GlobalWafers Co (環球晶圓), the world’s third-largest silicon wafer supplier, yesterday projected its revenue would fall by a high single-digit percentage this year, as customers undergo a lengthy inventory correction cycle.
That contrasted with the Hsinchu-based company’s earlier forecast of flat revenue growth this year.
“I think this year revenue would be lower than last year,” when revenue hit an all-time high, GlobalWafers chairwoman Doris Hsu (徐秀蘭) told a virtual investors’ conference.
Photo: CNA
Customers are digesting inventories at a “much slower-than-expected” pace, Hsu said. “That is where the problem is. That is why, up to now, raw wafer revenue pickup is not so obvious yet.”
GlobalWafers said it expects customers to reduce their inventory to much healthier levels by the end of this year, setting the scene for a recovery next year.

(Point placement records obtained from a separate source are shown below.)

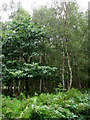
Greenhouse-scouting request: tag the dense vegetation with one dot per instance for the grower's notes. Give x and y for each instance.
(40, 52)
(72, 104)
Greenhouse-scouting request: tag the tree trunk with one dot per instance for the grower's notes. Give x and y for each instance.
(63, 81)
(70, 69)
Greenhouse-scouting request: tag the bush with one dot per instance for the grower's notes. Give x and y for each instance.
(72, 104)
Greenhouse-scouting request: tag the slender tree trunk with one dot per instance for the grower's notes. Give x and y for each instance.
(40, 87)
(70, 69)
(63, 80)
(19, 87)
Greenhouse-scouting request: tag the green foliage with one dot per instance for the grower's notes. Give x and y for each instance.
(72, 104)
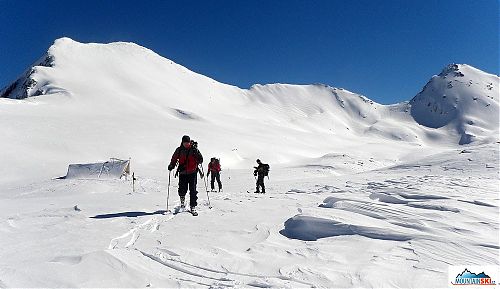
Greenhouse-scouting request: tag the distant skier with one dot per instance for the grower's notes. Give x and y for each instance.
(188, 157)
(214, 168)
(261, 171)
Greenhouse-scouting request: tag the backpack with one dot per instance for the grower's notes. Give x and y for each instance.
(265, 169)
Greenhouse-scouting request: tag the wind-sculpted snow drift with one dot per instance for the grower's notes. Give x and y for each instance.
(358, 190)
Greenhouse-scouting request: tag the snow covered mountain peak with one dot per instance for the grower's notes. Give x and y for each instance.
(127, 101)
(461, 98)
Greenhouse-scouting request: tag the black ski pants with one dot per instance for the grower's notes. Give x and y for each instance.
(215, 176)
(188, 181)
(260, 183)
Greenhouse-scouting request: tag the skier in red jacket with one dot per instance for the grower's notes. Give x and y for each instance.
(188, 157)
(214, 168)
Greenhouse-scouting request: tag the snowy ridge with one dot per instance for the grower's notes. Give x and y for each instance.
(110, 92)
(462, 98)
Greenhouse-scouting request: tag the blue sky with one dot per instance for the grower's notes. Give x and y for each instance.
(386, 49)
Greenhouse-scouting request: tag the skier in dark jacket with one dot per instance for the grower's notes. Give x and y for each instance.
(188, 157)
(261, 171)
(214, 169)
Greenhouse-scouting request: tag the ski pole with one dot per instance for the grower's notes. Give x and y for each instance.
(206, 188)
(168, 188)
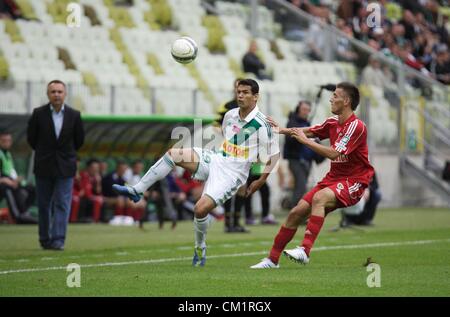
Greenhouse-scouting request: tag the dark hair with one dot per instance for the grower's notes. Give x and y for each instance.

“Next year would be a healthy and positive year with good growth, not only for chip, memory and foundry companies, but also for silicon wafer companies,” Hsu said.
GlobalWafers has no plans to slow its capacity expansion at its new 12-inch fabs in the US, Italy and other locations, she said.

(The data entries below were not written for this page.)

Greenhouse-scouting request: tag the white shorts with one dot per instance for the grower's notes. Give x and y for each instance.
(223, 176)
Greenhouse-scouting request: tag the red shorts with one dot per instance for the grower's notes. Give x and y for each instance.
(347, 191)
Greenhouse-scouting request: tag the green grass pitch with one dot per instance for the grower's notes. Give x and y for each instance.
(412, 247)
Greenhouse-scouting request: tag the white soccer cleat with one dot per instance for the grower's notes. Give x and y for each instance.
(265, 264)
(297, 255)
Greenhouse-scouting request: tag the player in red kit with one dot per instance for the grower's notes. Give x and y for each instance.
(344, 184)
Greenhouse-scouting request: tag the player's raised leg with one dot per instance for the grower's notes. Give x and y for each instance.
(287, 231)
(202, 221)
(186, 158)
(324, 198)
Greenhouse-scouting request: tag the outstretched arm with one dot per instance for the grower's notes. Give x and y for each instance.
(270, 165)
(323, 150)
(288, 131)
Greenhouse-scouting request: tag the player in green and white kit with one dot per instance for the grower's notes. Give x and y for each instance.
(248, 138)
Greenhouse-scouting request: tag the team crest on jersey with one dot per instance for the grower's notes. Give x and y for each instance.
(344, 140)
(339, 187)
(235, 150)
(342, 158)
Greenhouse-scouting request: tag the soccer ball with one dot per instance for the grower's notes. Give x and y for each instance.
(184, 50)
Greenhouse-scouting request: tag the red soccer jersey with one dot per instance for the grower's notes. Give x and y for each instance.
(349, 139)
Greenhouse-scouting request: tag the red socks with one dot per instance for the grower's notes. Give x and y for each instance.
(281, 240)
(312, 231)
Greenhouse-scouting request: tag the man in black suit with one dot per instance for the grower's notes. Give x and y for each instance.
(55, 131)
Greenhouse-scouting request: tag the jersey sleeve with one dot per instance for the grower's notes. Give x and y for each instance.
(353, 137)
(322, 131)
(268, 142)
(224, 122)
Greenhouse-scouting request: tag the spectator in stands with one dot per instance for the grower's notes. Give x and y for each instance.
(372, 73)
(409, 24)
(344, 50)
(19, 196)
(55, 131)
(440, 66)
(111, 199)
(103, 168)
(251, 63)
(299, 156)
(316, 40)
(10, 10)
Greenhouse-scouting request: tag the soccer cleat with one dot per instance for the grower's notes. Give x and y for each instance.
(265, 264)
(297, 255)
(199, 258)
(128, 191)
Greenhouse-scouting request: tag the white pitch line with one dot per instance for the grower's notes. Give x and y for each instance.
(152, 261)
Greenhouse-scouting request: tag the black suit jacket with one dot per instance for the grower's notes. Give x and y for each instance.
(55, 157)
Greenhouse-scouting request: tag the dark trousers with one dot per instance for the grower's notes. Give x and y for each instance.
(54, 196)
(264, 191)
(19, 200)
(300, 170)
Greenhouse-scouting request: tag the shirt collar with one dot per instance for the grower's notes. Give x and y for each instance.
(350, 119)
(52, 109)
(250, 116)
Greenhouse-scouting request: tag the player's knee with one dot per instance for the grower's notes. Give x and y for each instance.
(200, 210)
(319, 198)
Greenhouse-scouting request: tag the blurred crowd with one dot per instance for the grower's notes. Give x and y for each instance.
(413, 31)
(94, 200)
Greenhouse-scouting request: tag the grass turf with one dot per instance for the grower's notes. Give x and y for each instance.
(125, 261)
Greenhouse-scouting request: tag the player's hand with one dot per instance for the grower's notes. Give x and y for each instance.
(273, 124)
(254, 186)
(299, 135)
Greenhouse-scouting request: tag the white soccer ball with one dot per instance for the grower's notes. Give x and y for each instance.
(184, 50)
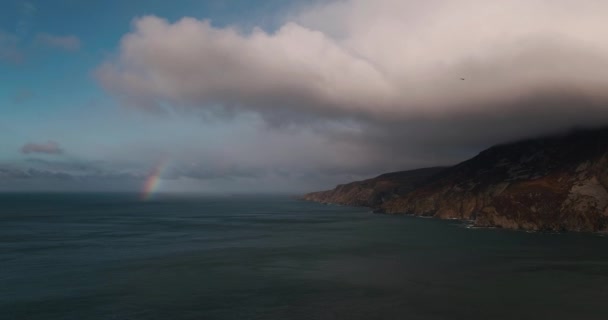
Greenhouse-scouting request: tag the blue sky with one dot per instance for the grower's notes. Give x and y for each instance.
(290, 96)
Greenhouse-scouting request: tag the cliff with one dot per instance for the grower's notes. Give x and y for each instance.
(376, 191)
(555, 183)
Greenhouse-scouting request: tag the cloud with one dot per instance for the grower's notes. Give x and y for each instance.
(49, 147)
(67, 43)
(381, 80)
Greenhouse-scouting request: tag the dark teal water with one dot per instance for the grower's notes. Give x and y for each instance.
(114, 257)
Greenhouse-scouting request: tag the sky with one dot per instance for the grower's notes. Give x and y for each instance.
(283, 96)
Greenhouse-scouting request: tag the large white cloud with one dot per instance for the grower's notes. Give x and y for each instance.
(381, 58)
(390, 69)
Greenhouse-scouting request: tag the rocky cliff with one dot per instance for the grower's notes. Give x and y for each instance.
(555, 183)
(374, 192)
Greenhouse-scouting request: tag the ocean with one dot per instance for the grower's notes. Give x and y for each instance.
(113, 256)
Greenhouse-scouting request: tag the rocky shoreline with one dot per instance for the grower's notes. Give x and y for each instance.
(556, 183)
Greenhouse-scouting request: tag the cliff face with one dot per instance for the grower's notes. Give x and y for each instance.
(557, 183)
(376, 191)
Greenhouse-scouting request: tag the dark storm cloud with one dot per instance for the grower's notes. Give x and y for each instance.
(389, 70)
(49, 147)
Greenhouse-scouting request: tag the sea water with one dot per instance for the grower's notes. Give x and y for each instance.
(113, 256)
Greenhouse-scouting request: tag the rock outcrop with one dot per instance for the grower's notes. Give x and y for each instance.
(556, 183)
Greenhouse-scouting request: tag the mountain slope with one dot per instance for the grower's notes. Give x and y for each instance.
(554, 183)
(373, 192)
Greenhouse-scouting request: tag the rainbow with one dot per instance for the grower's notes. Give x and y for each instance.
(153, 180)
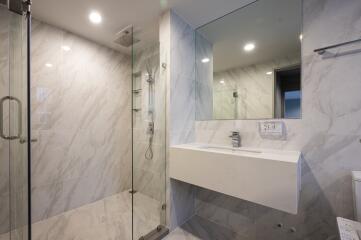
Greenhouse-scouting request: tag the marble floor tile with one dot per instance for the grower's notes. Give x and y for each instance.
(198, 228)
(107, 219)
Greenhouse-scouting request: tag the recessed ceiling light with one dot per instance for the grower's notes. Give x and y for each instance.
(249, 47)
(95, 17)
(205, 60)
(65, 48)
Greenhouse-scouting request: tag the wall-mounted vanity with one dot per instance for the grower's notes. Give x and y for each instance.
(248, 66)
(263, 176)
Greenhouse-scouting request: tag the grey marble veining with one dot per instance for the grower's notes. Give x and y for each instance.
(198, 228)
(204, 78)
(328, 135)
(109, 218)
(79, 117)
(178, 72)
(254, 87)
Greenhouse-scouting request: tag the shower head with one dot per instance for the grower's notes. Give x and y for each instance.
(125, 37)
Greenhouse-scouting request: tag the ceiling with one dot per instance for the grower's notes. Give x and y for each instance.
(72, 15)
(274, 26)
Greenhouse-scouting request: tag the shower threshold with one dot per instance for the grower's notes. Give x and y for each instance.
(159, 233)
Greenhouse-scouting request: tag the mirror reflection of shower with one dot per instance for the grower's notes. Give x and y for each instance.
(235, 100)
(150, 79)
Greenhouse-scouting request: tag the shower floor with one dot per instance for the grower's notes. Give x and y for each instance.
(106, 219)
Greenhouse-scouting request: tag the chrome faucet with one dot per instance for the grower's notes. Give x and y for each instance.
(236, 139)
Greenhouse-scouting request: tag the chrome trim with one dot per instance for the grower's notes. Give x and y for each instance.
(2, 134)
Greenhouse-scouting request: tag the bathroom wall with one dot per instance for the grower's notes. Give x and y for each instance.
(328, 135)
(82, 120)
(177, 70)
(255, 90)
(204, 78)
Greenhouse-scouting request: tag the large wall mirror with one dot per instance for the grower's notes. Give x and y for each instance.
(248, 63)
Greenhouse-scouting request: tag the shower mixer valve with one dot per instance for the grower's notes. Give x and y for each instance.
(150, 129)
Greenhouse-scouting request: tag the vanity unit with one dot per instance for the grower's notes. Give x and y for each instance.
(267, 177)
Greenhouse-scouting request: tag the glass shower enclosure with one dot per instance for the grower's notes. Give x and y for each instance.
(14, 120)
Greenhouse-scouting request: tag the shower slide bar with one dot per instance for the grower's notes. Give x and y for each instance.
(321, 51)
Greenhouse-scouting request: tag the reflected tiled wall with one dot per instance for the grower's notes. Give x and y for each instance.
(81, 117)
(328, 135)
(204, 78)
(254, 87)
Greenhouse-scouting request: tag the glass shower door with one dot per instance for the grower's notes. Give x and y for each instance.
(14, 144)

On Monday, the company said in a regulatory filing that it planned to buy land and buildings in Malaysia for 146 million ringgit (US$32.63 million) to cope with customer demand amid ongoing geopolitical tensions.
GlobalWafers’ revenue fell 16.7 percent annually to NT$30.41 billion (US$930.31 million) in the first half of this year.
Revenue in the second half would be flat compared with the first half, the company said.
Demand for 12-inch wafers has been strong lately and demand for 8-inch wafers is recovering, while there are no signs of further deterioration for 6-inch wafers, it said.
Net profit last quarter contracted 18.5 percent to NT$2.88 billion, from NT$3.53 billion the previous quarter, having declined 39.9 percent from NT$4.79 billion a year earlier. Last quarter’s profit was the lowest in the past eight quarters.
Earnings per share dropped to NT$6.02 last quarter from NT$8.1 a quarter earlier and NT$11 a year earlier.
Gross margin fell to 32.3 percent, the weakest level since the fourth quarter of 2017, after a cyberattack in June caused production disruptions at many of its fabs.